Our novel imaging system lets us see what’s happening inside a cell
The tools of my trade include a sieve, a hole-puncher, and a highly-advanced microscope (one of only three in the Netherlands). With these, we can look inside thousands of fluorescently-tagged cells and simultaneously capture information about their behavior at any given time point. Our unique imaging system allows us to first narrow down and select only the cells that display relevant characteristics before we dive into sequencing their RNA, which gives us a gene expression profile for those cells.

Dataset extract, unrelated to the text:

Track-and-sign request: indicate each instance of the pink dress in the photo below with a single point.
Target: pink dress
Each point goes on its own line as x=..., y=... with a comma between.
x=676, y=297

We’re currently looking for new mechanisms that cause the development of therapy resistance. Cancer cells adapt to stress during DNA replication, and gain mutations that benefit their survival. Therefore, we focus on identifying mutations and other molecular alterations that are important for cancer cells to tolerate and escape drug-induced stress. Identifying genes that are critical for the cancer cell will hopefully help us tell which molecular pathways to block to in order to more effectively stop the development of cancer.

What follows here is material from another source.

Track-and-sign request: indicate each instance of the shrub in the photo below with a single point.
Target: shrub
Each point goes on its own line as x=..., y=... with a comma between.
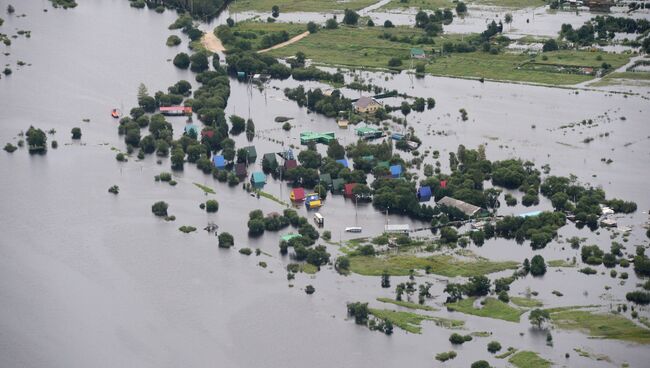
x=211, y=205
x=160, y=208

Imaging is sharpened by sequencing and bioinformatics
For those of you who are techies, we use a sieve that separates and dispenses single cells into individual wells of a grid on a 2 cm x 2 cm black chip. This is placed under our microscope where each cell is imaged, and cells that are interesting for further analysis are noted. The chip slides over to the left side of the microscope and hovers over a multi-well plate. An ultra-fine needle acts as a hole-puncher and physically pokes a hole through the chip’s floor, releasing that particular cell from the chip into the multi-well plate. Once we’ve collected the cells we want, the micro-well plate is prepared for sequencing by Alexander van Oudenaarden’s lab at the Hubrecht, and then brought to Edwin Cuppen’s sequencing facility at the UMCU. The plate and data then returns home to us, where we perform the bioinformatics analysis, and combine our experimental data with images.